そう決意を瞳に宿し、私は立ち上がった。飛ばされたことで脱げたとんがり帽を拾ってかぶりなおし、ローブを叩いて土を払った。
「よし、ひとまずは森を抜けないと。」
都会暮らしの私としては、森にずっといるのはつらい。食料は大量に貰ったトマトがあるとはいえ、野宿をするのは極力避けたい。お風呂にだって毎日入りたい。トイレがないのも無理。
「…まてよ。」
ここで私は気が付いてしまった。今からは向かうのは敵地。私が彼らの村に行って無事に過ごせるのだろうか。普通なら良くて追放。最悪なのは兵隊とかが襲ってくること。

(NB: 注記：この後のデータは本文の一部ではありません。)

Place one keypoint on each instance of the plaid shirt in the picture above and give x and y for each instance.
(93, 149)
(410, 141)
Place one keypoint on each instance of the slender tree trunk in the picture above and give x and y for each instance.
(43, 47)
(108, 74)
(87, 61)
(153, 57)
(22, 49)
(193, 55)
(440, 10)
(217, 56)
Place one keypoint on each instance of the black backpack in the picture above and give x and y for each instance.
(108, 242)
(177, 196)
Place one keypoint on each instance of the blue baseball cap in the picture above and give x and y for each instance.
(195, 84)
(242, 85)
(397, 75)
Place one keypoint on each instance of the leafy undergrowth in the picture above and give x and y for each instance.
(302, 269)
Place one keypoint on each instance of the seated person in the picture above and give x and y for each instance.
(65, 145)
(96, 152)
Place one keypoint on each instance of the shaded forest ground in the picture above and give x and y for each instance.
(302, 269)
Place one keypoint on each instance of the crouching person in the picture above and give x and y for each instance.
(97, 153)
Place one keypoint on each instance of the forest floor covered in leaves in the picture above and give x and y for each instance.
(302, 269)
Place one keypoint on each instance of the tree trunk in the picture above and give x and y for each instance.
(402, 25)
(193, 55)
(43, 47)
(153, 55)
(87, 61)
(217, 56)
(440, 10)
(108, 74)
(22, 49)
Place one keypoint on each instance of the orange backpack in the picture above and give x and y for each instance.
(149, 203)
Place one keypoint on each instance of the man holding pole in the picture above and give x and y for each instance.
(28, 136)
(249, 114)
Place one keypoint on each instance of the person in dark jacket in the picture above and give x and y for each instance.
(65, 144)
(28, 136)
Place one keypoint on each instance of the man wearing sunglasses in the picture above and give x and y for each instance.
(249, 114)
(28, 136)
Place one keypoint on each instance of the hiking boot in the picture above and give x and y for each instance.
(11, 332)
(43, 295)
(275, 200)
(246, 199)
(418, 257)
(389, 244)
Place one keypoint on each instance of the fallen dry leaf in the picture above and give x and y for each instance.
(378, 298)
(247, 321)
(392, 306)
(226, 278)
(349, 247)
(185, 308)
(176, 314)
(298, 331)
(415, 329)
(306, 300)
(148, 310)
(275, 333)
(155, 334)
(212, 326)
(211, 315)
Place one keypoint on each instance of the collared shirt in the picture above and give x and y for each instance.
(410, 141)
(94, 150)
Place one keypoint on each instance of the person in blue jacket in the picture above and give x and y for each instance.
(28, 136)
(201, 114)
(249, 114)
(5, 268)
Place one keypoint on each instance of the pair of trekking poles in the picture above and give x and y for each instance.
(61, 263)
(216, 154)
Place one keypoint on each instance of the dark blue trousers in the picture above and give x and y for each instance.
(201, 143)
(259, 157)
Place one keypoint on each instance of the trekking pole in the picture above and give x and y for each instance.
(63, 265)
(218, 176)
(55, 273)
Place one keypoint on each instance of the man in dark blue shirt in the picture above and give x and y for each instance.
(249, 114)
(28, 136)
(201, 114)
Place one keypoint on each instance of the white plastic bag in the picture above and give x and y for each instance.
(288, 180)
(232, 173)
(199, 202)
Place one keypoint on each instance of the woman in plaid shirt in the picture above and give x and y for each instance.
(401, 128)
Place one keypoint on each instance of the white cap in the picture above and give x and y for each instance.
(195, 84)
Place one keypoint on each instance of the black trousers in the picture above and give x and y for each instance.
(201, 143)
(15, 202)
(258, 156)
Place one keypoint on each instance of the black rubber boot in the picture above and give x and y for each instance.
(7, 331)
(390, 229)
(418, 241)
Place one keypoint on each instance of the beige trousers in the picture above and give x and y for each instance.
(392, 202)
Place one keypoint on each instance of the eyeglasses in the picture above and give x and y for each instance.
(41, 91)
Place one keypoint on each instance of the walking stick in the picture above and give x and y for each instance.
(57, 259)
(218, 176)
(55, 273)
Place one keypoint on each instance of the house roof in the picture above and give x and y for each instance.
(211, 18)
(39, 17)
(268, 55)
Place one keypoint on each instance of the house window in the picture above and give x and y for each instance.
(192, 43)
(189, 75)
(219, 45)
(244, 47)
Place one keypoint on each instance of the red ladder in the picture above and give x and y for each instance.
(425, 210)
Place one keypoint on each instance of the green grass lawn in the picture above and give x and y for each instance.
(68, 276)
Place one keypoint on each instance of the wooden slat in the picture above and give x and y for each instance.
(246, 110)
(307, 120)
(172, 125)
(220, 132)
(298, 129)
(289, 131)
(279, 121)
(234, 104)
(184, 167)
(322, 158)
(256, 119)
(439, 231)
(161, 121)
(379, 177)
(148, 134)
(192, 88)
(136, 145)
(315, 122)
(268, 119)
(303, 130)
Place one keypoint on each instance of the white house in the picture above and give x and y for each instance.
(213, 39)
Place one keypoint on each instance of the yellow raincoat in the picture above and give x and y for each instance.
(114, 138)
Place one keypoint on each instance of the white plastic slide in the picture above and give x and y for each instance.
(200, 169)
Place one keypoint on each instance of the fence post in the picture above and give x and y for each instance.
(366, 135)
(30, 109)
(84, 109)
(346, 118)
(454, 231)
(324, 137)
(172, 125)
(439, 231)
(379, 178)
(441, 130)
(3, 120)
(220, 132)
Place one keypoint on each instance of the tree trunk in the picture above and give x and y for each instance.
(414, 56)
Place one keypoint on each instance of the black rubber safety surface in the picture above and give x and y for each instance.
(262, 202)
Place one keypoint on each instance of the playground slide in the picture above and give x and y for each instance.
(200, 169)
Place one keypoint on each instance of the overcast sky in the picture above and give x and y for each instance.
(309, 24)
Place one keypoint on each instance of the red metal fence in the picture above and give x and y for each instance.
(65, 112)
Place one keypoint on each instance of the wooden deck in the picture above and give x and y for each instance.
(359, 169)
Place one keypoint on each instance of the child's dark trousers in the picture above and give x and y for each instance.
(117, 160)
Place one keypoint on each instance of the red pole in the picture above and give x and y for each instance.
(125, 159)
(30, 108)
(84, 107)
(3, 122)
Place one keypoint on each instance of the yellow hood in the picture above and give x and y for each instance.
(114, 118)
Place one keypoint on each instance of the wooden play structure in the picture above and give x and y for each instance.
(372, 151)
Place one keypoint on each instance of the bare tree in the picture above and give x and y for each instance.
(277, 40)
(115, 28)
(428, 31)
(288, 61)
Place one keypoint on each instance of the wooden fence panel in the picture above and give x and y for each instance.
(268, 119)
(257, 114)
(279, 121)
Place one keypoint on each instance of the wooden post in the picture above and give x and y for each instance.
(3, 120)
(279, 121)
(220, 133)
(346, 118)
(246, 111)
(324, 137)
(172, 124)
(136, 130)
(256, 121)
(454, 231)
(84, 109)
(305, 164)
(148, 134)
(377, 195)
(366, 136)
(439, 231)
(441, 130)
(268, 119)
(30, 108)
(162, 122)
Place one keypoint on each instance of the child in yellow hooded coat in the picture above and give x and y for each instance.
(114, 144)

「…最悪はこっちもやるしかないわよね。別に私はこの世界に無理やり連れてこられただけだし。」
つらい目にあっているためか物騒なことを考える私。
「とりあえず歩き出そう。」
考えていてもしょうがないので私は森の中を歩き始めた。
ト マ ト ク エ ス ト(^^^”)
「つ、つかれる~。」
慣れない森の道を草木をかき分けながら進む私はかなりの疲労が溜まっていた。もうやだ。マジで元の世界に帰りたい。聖良やバイトの店主に会って癒されたい。
「…ノコ。」
「…ノコ。」
「ん?」
なんか近くから声が聞こえる。私は森の中を案内してもらおうとこえのする方に足を進めた。
「パトロールノコ!」
「パトロールノコ!」
そこにはトマト達と同じくらいの大きさの化けタケノコがいた。
私は額に手を当てた。何を考えているのよ私。ここは敵地なのだから敵のタケノコがいるに決まっているじゃない…。
「あっそこに誰かいるノコ!」
「ほんとだノコ!不審者ノコ!」
「しまった。」
タケノコたちに見つかってしまった。どうしよう魔法の使い方いまいち理解できてないのに!
「お前はだれノコ?ここで何をしているノコ?」
タケノコらがこれまたツルみたいな手で持った槍をこちらに向けて聞いてくる。
「ええ~と、ま、迷子になっちゃって!」
てんぱって思わず下手な言い訳をしてしまう私。こんな姿の奴が森で遭難しているわけないし。そもそも人間がいること自体おかしいことじゃないだろうか。
「それは大変ノコ!」
「僕たちが近くの村まで案内するノコ!」
「へ?」
なぜか信じてくれたタケノコ達。しかも村まで案内してくれるらしい。
「さぁ、こっちだノコ!」
「ちょっと距離があるから頑張るノコよ!」
「あっうんありがとう。」
「お安い御用ノコ!」
村へと歩き出したタケノコと私。
タケノコが優しくて歩きながら混乱する私。あれ?タケノコ達が悪さをしているのじゃなかったの?トマト達が嘘をついたのだろうか。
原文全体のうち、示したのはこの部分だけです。